Health care can also be viewed in terms of social problems. If you want a war on cancer through better care for cancer patients, you need to fund it, and that means getting the population to fund it whether it is called a tax or a penalty or a direct government handout. If you want to mediate between patients and doctors while the patient makes his way, gradually, to the grave, then you have to supply enough money to allow the patient to move down a path that is gradual rather than precipitous—though I am not sure there are not those of us who would not be glad to have it over with quickly. And if you want to emphasize wellness rather than illness, and so think of health care as a lifelong way to be comfortable in your health, then that costs money too. All these methods cost money and the insurance companies get a lion’s share of it and still have great difficulty cutting unnecessary health care costs and could use the assistance of government in bending the curve of ever increasing health care costs. It is no wonder that, as the New York Times reports, many insurance companies are going to continue some of the policies forced on them by the Affordable Care Act even if it is found unconstitutional. These are more rational ways of administering the health care dollar.

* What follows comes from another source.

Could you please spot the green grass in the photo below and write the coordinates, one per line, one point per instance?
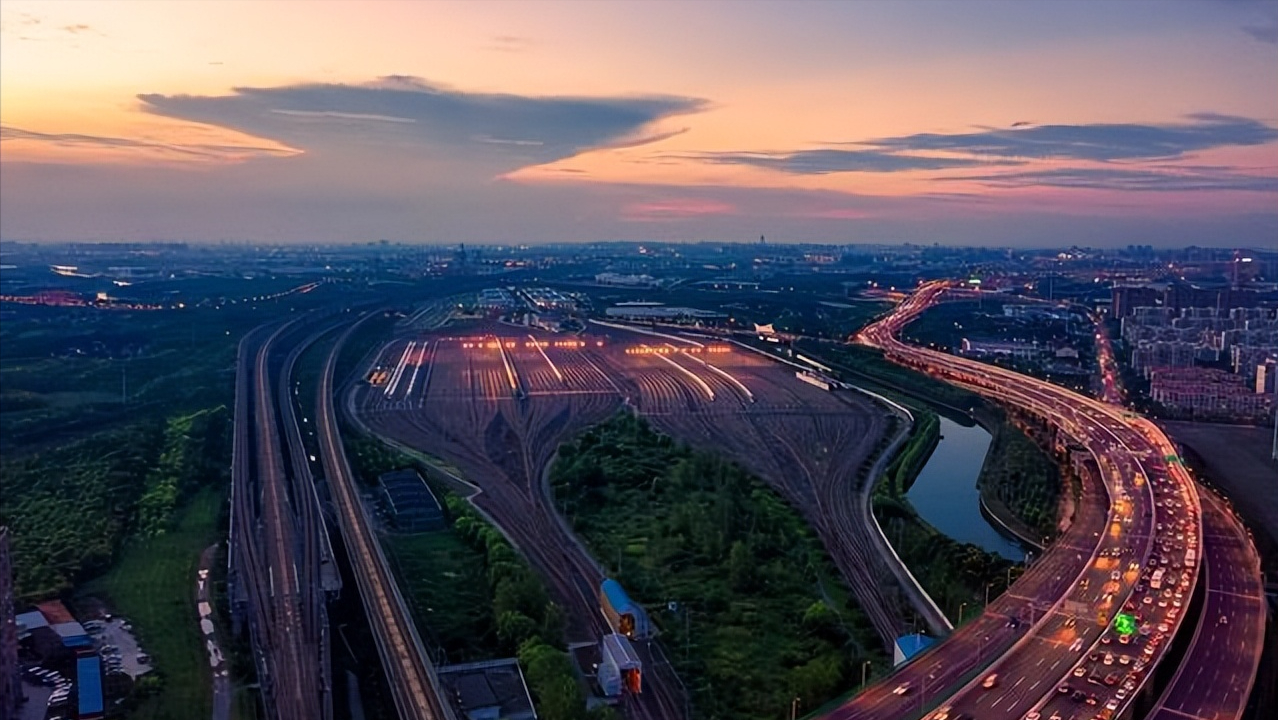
(153, 586)
(444, 579)
(759, 613)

Wait a minute. What are we arguing about? Whether the government can force you to eat broccoli? No. We are discussing inevitable developments in the health care system that will make health care leaner and more humane at the same time. It does not have to do with taking a fork in the road but in the maturation of an industry so that it is both effective and efficient. If that is the case, then why have insurance companies not endorsed Obama care? It gives them a lot of new clients as well as mechanisms for rationalization. I am reminded of the criticism of Rep. Gebhardt’s plan for the American government to pay insurance premiums to insurance companies for all Americans. That was seen by Liberals as just too much of a giveaway to the insurance industry. Well, Obama wants to do just about that for all of those now uninsured. He just wants to control health insurance rates of profit by saying that eighty percent of their premiums have to go to patient care. He does not want to control the amount of additional money the insurance companies would make by enrolling so many new patients. Who could object to such a deal? Only ideologues so concerned about the appearance of autonomy from government control that they don’t care if they are losing money by clinging to antiquated ideas. That is ideology for you. The Marxists thought that ideology was a way to serve economic interests. How naïve a view that is. Ideology merely serves itself; it makes people feel righteous. And that makes it very difficult to discuss and makes American political discourse, at the moment, so unappetizing.